We can now easily see that $$\sum_{i=1}^n (x_i - \bar x) = \sum_{i=1}^n x_i - \sum_{i=1}^n \bar x = n \bar x - n \bar x = 0. $$ This simply says that the sum of the residuals is zero. This makes intuitive sense: the total of the differences/deviations of the observations from their common mean will cancel each other out--put another way, the average of a set of numbers is the value for which the sum of the deviations will be zero.

If we multiply this equation by any fixed quantity, it still remains true: so for example, $$\bar y \sum_{i=1}^n (x_i - \bar x) = 0$$ in as much as $ab = 0$ if $b = 0$. But it is NOT the case you multiply by a value that changes inside the sum: $$\sum_{i=1}^n (x_i - \bar x) y_i$$ is not the same thing, because here you can see that the subscript on the $y_i$ means that it is a function of the index of summation $i$, thus it will change inside the sum. This is what I meant by my previous comment that $$a_1 b_1 + a_2 b_2 + a_3 b_3 \ne (a_1 + a_2 + a_3)(b_1 + b_2 + b_3).$$ You can't "factor out" the $y_i$ because it too is being summed at the same time as $(x_i - \bar x)$ is being summed. For the same reason, $$\sum_{i=1}^n x_i y_i \ne \sum_{i=1}^n x_i \sum_{i=1}^n y_i.$$ The sum of products is not equal to the product of the sums. You need to really understand this concept before you can proceed further.
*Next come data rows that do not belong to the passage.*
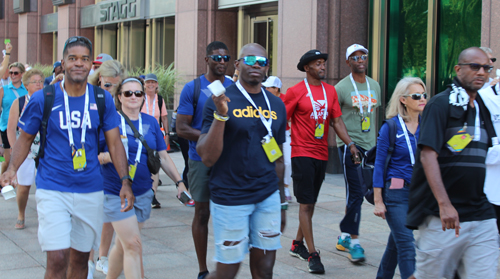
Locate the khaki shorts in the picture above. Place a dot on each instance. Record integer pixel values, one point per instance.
(198, 177)
(474, 254)
(69, 220)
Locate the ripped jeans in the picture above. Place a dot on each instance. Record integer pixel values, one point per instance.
(238, 228)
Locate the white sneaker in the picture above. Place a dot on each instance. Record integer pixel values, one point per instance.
(90, 275)
(102, 265)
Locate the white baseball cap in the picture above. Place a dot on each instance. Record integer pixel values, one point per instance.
(272, 81)
(353, 48)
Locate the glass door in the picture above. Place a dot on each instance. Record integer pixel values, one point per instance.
(264, 31)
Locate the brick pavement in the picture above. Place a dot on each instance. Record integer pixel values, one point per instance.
(169, 250)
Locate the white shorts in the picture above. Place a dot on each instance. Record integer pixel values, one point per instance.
(26, 173)
(69, 220)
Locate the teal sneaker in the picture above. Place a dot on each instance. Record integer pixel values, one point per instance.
(343, 244)
(357, 254)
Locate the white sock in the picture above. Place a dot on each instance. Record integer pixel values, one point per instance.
(354, 242)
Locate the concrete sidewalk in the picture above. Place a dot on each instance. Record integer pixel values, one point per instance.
(168, 245)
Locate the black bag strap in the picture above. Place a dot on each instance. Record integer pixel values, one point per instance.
(196, 93)
(137, 135)
(48, 102)
(392, 142)
(100, 100)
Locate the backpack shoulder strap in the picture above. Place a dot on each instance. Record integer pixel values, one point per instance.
(196, 93)
(21, 101)
(100, 100)
(48, 103)
(392, 141)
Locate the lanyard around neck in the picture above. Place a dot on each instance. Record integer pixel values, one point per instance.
(359, 96)
(408, 142)
(68, 116)
(147, 105)
(267, 123)
(315, 113)
(124, 133)
(477, 126)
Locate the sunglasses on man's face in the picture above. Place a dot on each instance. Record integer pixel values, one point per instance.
(218, 58)
(356, 58)
(129, 93)
(76, 39)
(109, 85)
(417, 96)
(476, 67)
(252, 60)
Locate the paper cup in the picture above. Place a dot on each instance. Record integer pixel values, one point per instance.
(8, 192)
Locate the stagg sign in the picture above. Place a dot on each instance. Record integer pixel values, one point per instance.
(118, 10)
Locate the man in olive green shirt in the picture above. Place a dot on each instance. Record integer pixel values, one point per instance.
(358, 96)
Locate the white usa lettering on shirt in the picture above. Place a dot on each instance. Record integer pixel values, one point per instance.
(76, 120)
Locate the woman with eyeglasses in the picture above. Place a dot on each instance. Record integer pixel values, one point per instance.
(8, 94)
(391, 184)
(127, 253)
(109, 75)
(33, 80)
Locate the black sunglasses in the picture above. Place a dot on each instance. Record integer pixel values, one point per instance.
(108, 84)
(252, 59)
(75, 39)
(129, 93)
(356, 58)
(218, 58)
(475, 67)
(417, 96)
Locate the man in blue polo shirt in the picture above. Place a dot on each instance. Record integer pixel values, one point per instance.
(69, 192)
(189, 120)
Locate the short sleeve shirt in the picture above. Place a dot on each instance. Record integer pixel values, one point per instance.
(243, 174)
(142, 180)
(56, 171)
(463, 174)
(300, 111)
(151, 107)
(186, 108)
(349, 104)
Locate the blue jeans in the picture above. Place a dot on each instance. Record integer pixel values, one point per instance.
(354, 193)
(400, 245)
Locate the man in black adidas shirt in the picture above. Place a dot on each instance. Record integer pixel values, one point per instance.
(447, 204)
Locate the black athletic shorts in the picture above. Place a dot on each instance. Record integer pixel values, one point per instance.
(5, 140)
(308, 175)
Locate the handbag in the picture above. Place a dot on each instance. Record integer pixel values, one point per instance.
(154, 162)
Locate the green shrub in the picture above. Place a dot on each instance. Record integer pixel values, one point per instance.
(46, 69)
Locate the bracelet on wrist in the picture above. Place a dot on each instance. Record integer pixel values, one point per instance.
(220, 117)
(178, 182)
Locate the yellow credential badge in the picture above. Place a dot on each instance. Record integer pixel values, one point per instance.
(79, 160)
(272, 150)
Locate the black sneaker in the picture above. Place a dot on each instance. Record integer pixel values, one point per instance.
(315, 265)
(299, 250)
(203, 274)
(155, 203)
Try it with $n = 3$ with the following data: $$\begin{align*} (x_1, y_1) &= (1,1) \\ (x_2, y_2) &= (2,5) \\ (x_3, y_3) &= (6, 11). \end{align*}$$ You will find $\bar x = (1+2+6)/3 = 3$; $\bar y = (1+5+11)/3 = 17/3$. Now compute $(x_1 - \bar x, x_2 - \bar x, x_3 - \bar x) = (-2, -1, 3)$, and we easily see that the sum is $$\sum_{i=1}^3 (x_i - \bar x) = -2 -1 + 3 = 0,$$ as expected. Then $$\bar y \sum_{i=1}^3 (x_i - \bar x) = \frac{17}{3} \cdot 0 = 0.$$ But $$\sum_{i=1}^3 (x_i - \bar x) y_i = (-2)(1) + (-1)(5) + (3)(11) = -2 -5 + 33 = 26 \ne 0.$$